Le « désaccord profond » avec la politique du gouvernement affichée ces dernières heures par le patron du Modem, allié historique d’Emmanuel Macron, a également été mal compris par ses troupes. C’est politiquement inepte et moralement dégradant », a tancé, dans un communiqué, le député Jean-Louis Bourlanges (voir notre article)
2027 : François Bayrou empêché par ses concurrents et par la justice ?
Le désarroi a été entendu par le chef. Malgré les critiques, François Bayrou a assuré le Modem était « un membre à part entière de la majorité qui veut reconstruire le pays » et n’écarte pas une quatrième candidature à l’élection présidentielle de 2027. Fils de paysan, il a renoué avec une ligne directrice qui lui est chère : associer aux réformes les personnes directement concernées. Celle qui avait fait de lui le troisième homme du scrutin de 2007. « Le pays a besoin de plus de compréhension politique de ce qu’il se passe à la base et moins de technocratie gestionnaire […] Je suis un élu de la province la plus lointaine de France. Je sais ce que vivent tous ceux qui observent des directives qui sont souvent en contradiction avec ce qu’il se passe sur le terrain et les blocages qui viennent de là », a-t-il diagnostiqué sur franceinfo. « Ce qui est amusant, c’est qu’au Modem, il n’y a pas de démocratie interne. Tout est décidé par le haut et les fédérations n’ont aucun pouvoir », observe, pourtant, Alexandre Vatimbella.
Issu « d’une tradition péguiste qui n’aime pas l’argent », comme le définissaient ses proches il y a 15 ans, François Bayrou avait formulé sa détestation du pouvoir sarkozyste dans un livre paru en 2009. « Abus de pouvoir ». « Le président de la République a un plan. Il conduit la France là où elle a toujours refusé d’aller.

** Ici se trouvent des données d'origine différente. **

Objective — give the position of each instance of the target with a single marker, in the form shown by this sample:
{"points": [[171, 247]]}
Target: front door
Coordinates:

L’abandon du modèle républicain, le culte de l’argent, le choix d’une société d’inégalités […] tous les centres de décision, politiques, économiques, médiatiques sont convoités et mis en réseau », écrivait-il, trois ans avant une campagne présidentielle qui devait l’amener à l’aboutissement d’une vie et qui s’avérera décevante, 9 % des voix, à la cinquième place derrière Marine Le Pen et Jean-Luc Mélenchon.
François Bayrou a encore trois ans pour toucher au but, mais l’espace au centre droit est bouché par les potentielles candidatures d’Edouard Philippe, Xavier Bertrand, voire Gabriel Attal. Sans compter que le parquet de Paris vient d’annoncer qu’il faisait appel contre la relaxe de François Bayrou. Pour mémoire, le procureur de la République avait requis 30 mois de prison avec sursis, 70 000 euros d’amende et 3 ans d’inéligibilité également assortis du sursis contre le Haut-commissaire au plan.